Leveraging email automation, for example, is a great way to reach out directly to the end user regarding their recently submitted tickets. With the power of machine learning intelligence, smart-enabled ITSM solutions like ChangeGear can immediately follow up with an end user, and deliver the estimated resolution time specific to that ticket as well as relevant resolution suggestions pulled from the knowledge base. This system gets smarter over time, learning from each and every user interaction.
5. Virtual Chatbots
Perhaps one of the coolest new things to innovate on IT self-service in recent years is the addition of virtual Chatbot assistants built right in the web portal. Using the latest natural language processing technology, these "humanlike" agents act as AI-powered surrogates for low-level support staff so customers can get more engaging support without waiting or using up tier one resources. The end user simply provides details about an incident or issue they're having in a natural way, and the Chatbot intelligently processes their request, fetching helpful resources or knowledge articles that are related to their problem. If the end user incident still hasn't been resolve, the Chatbot can automatically create a ticket based off the details from the conversation text. It's that simple!

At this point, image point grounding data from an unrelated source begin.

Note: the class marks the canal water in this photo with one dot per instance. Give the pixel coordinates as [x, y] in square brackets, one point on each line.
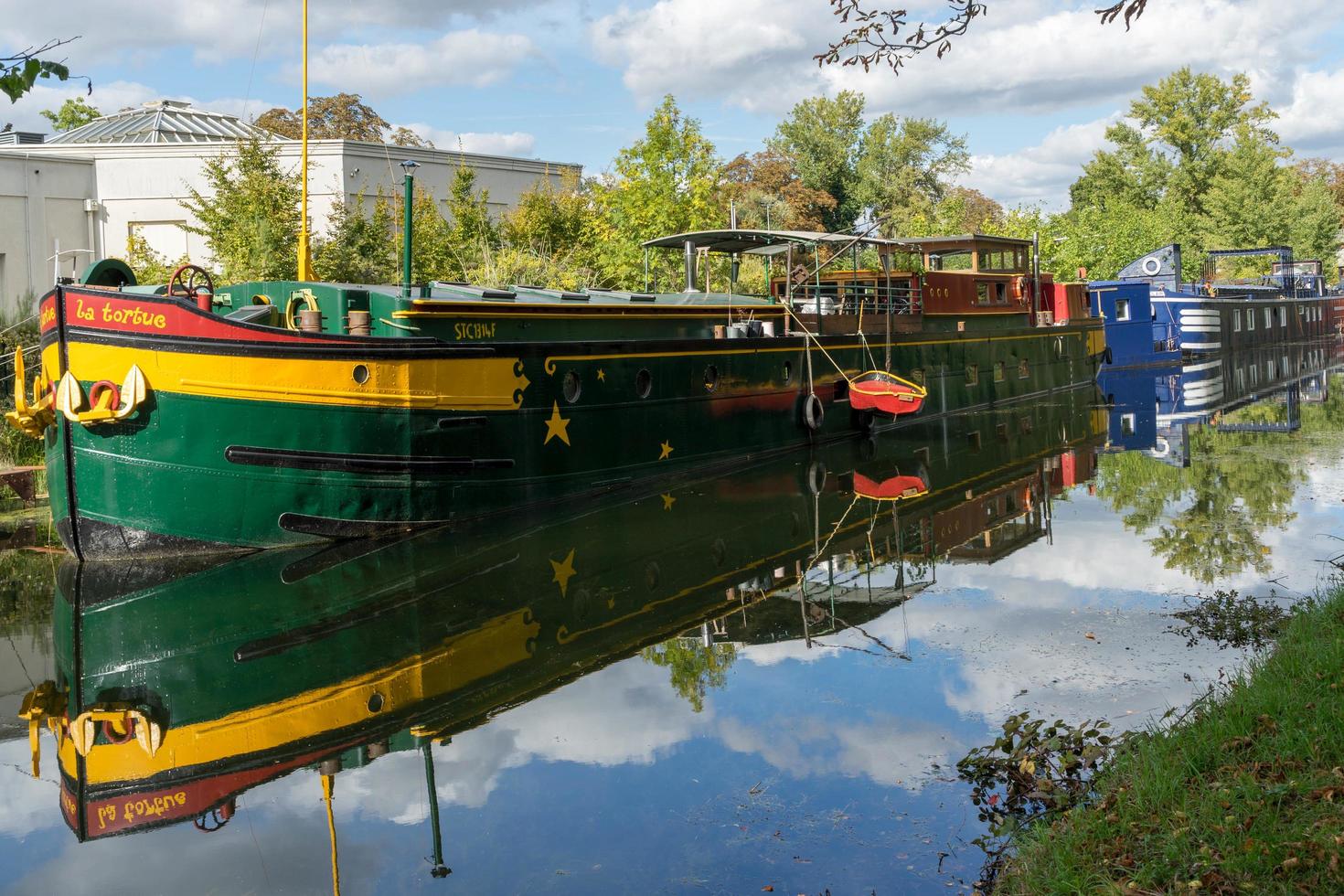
[757, 683]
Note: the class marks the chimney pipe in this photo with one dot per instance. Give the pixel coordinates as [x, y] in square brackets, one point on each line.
[689, 268]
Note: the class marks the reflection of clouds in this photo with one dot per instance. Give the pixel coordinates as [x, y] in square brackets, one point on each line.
[894, 752]
[27, 804]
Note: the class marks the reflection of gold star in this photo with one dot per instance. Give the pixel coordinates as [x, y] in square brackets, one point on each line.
[563, 572]
[557, 427]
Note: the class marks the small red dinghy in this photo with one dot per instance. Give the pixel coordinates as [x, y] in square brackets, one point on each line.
[891, 489]
[886, 394]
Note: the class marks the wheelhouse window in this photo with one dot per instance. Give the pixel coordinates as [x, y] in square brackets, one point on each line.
[951, 261]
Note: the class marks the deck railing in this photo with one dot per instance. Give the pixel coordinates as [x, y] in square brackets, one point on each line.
[848, 298]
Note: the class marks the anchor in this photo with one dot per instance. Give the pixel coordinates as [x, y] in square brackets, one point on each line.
[131, 720]
[42, 704]
[106, 403]
[35, 417]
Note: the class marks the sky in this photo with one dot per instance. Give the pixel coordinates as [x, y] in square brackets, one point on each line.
[1032, 86]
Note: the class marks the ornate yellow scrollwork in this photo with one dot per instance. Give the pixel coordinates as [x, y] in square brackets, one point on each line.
[108, 404]
[28, 417]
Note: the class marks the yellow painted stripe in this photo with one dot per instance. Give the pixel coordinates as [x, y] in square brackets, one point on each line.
[451, 667]
[477, 383]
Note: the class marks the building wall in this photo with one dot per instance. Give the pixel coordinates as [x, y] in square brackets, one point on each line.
[139, 189]
[42, 202]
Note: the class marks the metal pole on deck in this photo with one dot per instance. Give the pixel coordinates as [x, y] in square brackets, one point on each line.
[409, 183]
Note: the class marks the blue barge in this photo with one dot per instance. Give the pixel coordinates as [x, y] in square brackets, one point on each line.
[1153, 318]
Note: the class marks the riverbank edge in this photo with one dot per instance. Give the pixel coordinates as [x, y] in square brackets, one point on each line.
[1244, 795]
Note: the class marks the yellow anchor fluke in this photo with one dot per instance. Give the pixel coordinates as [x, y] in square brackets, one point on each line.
[133, 391]
[43, 701]
[149, 735]
[70, 397]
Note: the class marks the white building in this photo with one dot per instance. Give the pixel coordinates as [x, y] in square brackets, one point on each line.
[88, 189]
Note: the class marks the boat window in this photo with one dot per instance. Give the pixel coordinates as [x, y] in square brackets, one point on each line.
[951, 261]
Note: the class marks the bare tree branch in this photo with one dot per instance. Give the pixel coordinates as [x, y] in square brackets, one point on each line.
[20, 70]
[886, 37]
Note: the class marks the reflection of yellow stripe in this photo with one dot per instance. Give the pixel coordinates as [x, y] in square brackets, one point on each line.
[497, 645]
[551, 359]
[484, 383]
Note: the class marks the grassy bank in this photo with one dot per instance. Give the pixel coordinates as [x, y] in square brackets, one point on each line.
[1244, 795]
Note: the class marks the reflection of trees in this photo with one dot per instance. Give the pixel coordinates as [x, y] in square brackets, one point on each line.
[26, 583]
[692, 667]
[1238, 486]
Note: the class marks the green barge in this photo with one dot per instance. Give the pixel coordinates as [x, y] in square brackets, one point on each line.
[188, 420]
[182, 683]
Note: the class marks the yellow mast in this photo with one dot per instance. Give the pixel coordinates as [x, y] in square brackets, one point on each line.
[304, 274]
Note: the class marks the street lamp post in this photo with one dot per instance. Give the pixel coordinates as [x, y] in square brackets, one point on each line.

The data already shows that end users love interacting with Chatbots when it comes to getting IT assistance. The Nuance survey stated that as many as 71% of consumers prefer a virtual assistant over static web pages when it comes to self-service. It's no secret that customers want to be engaged, and virtual Chatbots are the perfect technology to take self-service to the next level.
Self-service helps those who help themselves, but without an intelligent system in place for grooming knowledge management, ITSM software will suffer just as much as customer experiences. With the launch of ChangeGear 7 and the addition of Service Smart Technology, you can leverage powerful AI-driven intelligence to redefine self-service, so end users can quickly find what they need fast, allowing your support staff to have more time to be strategic.